Nun, über die Tauglichkeit des Films mögen letztlich die Tim-und-Struppi-Fans befinden, zu denen ich mich nicht zähle. Bei mir hat aber wohl weniger die nicht vorhandene Tim-und-Struppi-Begeisterung dafür gesorgt, dass der Film nur bedingt zu beeindrucken vermochte. Dieses Manko geht vielmehr zu Lasten des dank manch argen Logiklochs in Teilen hanebüchen und vor allem zu klamaukig geratenen Drehbuches. Die Filmstory wurde aus drei Comics der 1940er zusammengebastelt und ist dabei kräftig mit Action aufgepeppt, oder treffender formuliert: überfrachtet worden.

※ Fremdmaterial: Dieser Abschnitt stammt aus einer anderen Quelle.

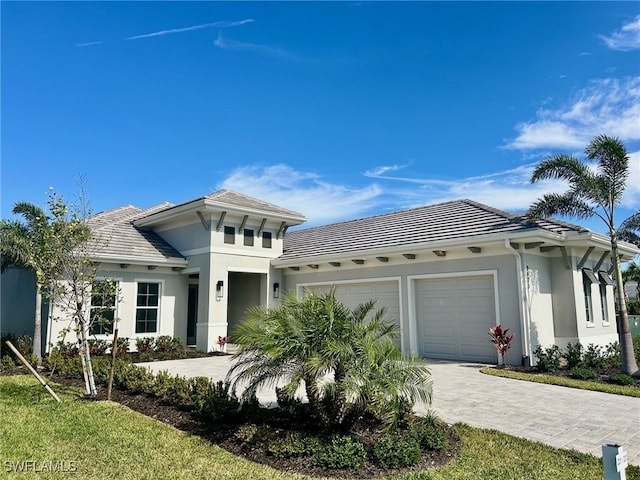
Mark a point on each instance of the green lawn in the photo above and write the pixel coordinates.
(630, 391)
(107, 440)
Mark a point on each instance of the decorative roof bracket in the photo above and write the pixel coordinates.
(205, 223)
(220, 220)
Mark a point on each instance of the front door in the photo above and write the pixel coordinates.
(192, 314)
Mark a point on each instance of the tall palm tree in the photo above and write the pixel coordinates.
(22, 245)
(632, 274)
(629, 230)
(592, 193)
(345, 359)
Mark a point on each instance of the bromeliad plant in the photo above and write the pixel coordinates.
(501, 339)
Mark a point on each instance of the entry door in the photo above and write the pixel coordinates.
(192, 314)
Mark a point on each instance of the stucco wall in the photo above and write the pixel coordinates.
(507, 309)
(172, 314)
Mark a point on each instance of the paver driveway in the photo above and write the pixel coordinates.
(558, 416)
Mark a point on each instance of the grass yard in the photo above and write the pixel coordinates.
(630, 391)
(107, 440)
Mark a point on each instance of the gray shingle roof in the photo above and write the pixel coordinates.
(119, 238)
(441, 222)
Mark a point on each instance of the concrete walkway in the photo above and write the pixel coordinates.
(558, 416)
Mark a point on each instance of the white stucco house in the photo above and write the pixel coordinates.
(445, 272)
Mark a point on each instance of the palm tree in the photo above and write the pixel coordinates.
(629, 230)
(632, 274)
(592, 193)
(345, 359)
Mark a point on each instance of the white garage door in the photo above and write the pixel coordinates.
(454, 315)
(353, 294)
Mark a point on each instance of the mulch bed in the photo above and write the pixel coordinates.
(223, 436)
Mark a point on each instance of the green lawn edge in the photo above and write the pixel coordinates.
(563, 381)
(108, 440)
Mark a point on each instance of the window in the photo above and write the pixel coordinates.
(103, 307)
(588, 278)
(605, 280)
(248, 237)
(147, 304)
(266, 239)
(230, 235)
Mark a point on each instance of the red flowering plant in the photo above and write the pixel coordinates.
(501, 339)
(222, 341)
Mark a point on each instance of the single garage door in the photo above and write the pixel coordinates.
(353, 294)
(454, 315)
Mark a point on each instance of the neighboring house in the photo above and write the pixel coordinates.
(445, 273)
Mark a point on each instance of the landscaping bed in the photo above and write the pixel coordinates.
(225, 435)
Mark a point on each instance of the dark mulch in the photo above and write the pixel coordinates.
(223, 436)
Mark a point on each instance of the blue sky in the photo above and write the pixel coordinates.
(337, 110)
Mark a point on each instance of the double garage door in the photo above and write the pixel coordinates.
(453, 316)
(353, 294)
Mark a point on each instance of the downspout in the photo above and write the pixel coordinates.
(522, 303)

Spielberg hat aus den Vorlagen einen Young-Indiana-Jones-Light-Verschnitt gemacht, der nicht zuletzt in seinen nicht originellen, sondern vielmehr arg überdreht wirkenden Actionmomenten enttäuscht. So wird z. B. vom tapferen Tim ein Flugzeug der Bösewichte mit einem einzelnen Pistolenschuss vom Himmel geholt und zur Notlandung gezwungen. Er überwältigt die Besatzung und vermag anschließend mit seinen Getreuen ohne Weiteres davonzufliegen. Das ist selbst im Comic denn doch etwas arg zu viel des Guten, oder?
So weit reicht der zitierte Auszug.